I have this roommate.
She has a mane of golden curls, a laugh that fills a room, the voice of a soul singer several times her girth, and the imagination of a hyperactive 10-year-old. Man, do I love her.
When we first moved into our apartment, we decided that it was haunted. Our building used to be a neurological hospital, so we figured that some crazy ghosts had to be hanging around. We ended up naming 3 or 4 different ghosts who manifested in different ways–one whose voice was the wind whipping around the building and hot water in the pipes, one that appeared as various spiders and creatures, one that moved our things.
We created an elaborate mythology for our neighborhood, with the Bench Shielf Wolf, literally a foam shield with a wolf on it, as the scourge of the block, several houses of witches (some good and some bad), and all of good and evil in the balance.

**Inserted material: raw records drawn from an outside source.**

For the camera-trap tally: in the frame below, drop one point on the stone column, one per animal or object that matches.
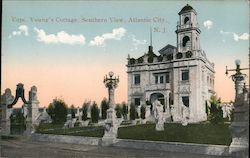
(111, 123)
(6, 99)
(167, 109)
(240, 125)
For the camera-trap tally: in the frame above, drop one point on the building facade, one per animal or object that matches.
(180, 75)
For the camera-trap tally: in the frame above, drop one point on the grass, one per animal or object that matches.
(192, 133)
(203, 133)
(89, 131)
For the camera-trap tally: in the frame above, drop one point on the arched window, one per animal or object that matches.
(186, 20)
(185, 40)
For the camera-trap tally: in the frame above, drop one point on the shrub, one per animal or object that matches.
(124, 110)
(72, 110)
(143, 112)
(118, 110)
(58, 111)
(216, 113)
(85, 108)
(132, 111)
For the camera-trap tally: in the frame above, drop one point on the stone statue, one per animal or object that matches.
(185, 114)
(33, 94)
(158, 114)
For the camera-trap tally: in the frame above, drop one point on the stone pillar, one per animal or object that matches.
(34, 103)
(240, 125)
(6, 99)
(111, 123)
(167, 109)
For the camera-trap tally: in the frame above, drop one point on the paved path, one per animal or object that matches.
(25, 148)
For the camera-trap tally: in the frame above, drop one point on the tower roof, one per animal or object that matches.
(186, 8)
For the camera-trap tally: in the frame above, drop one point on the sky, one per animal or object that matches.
(65, 48)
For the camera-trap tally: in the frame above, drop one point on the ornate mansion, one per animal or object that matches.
(180, 75)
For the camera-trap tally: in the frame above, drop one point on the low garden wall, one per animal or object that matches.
(66, 139)
(203, 149)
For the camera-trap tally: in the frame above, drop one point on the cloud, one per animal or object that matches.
(117, 34)
(137, 42)
(244, 36)
(22, 29)
(61, 37)
(236, 37)
(208, 24)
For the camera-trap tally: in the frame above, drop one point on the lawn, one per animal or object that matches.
(90, 131)
(203, 133)
(192, 133)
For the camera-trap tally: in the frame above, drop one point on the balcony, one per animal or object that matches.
(154, 87)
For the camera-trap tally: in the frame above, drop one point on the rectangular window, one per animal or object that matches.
(161, 79)
(137, 101)
(137, 79)
(185, 101)
(167, 77)
(156, 79)
(185, 75)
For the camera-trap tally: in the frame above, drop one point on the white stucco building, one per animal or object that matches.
(179, 75)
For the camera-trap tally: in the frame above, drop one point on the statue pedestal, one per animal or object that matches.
(240, 130)
(240, 125)
(5, 126)
(111, 128)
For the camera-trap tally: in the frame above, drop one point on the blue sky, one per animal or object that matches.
(226, 39)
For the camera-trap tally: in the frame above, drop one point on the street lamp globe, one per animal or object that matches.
(111, 74)
(237, 62)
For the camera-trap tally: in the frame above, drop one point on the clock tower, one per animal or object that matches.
(188, 32)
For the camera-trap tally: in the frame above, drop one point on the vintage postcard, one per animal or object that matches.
(104, 72)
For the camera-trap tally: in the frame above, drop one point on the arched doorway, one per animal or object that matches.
(158, 96)
(186, 41)
(14, 122)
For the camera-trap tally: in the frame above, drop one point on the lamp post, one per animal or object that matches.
(111, 123)
(111, 83)
(238, 78)
(240, 125)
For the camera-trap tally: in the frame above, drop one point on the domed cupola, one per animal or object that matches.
(187, 8)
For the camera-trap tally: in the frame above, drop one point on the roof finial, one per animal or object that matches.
(150, 48)
(151, 36)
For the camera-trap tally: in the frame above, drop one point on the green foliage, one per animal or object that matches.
(118, 110)
(206, 108)
(124, 110)
(232, 114)
(132, 111)
(72, 110)
(58, 111)
(17, 123)
(94, 113)
(105, 107)
(85, 108)
(216, 113)
(143, 112)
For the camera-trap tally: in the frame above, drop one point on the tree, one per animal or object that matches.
(143, 112)
(94, 113)
(132, 111)
(85, 108)
(118, 110)
(58, 111)
(105, 107)
(216, 113)
(124, 110)
(72, 110)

This led to the best text message of the year: I HAVE SEEN THE EVIL WITCHES AND THEY ARE ATTRACTIVE MEN!
We found the creepiest clown doll you have ever seen in a suitcase of things labeled “free,” created a name, past, and Facebook page for it, stalked our friend electronically and took pictures of the doll around downtown before hiding him in the stalkee’s apartment. Then out of nowhere she was given a spooky daguerrotype child portrait page ripped out of a book on surrealism by a man in a cowboy hat on the bus with whom she had never conversed and who would not answer her questions of why. So we smuggled that picture into said friend’s new apartment and posed the clown doll with his arms around it.
We kidnapped her for her birthday, walked her all around the north side of the city with a Frankenstein pillowcase on her head, and surprised her with a trip to the Lincoln Park Zoo, where she later got an internship.
She and I got up to dance on the pianos and with the pole at Duelling Pianos to Lady Gaga’s “Bad Romance”…before we had had a single drink.
We’ve made delicious meals and have eaten ice cream for dinner. We’ve watched girly movies and documentaries about the evolution of man. I saw her in her professional theatre debut, and she’s helping us make a video for the first full-length show produced by my theatre company.
And on Friday she’s moving back to Colorado for a year, before she returns to Chicago to get her master’s in biomedical visualization.
So for now, Cari, all I have to say is this: I have loved every minute of being your roommate. Even when I was throwing up red wine all over my bedspread. Go climb some mountains, play with your dog, and start planning our first Skype date.
But I’m totally going to beat you in the Great Boyfriend Challenge.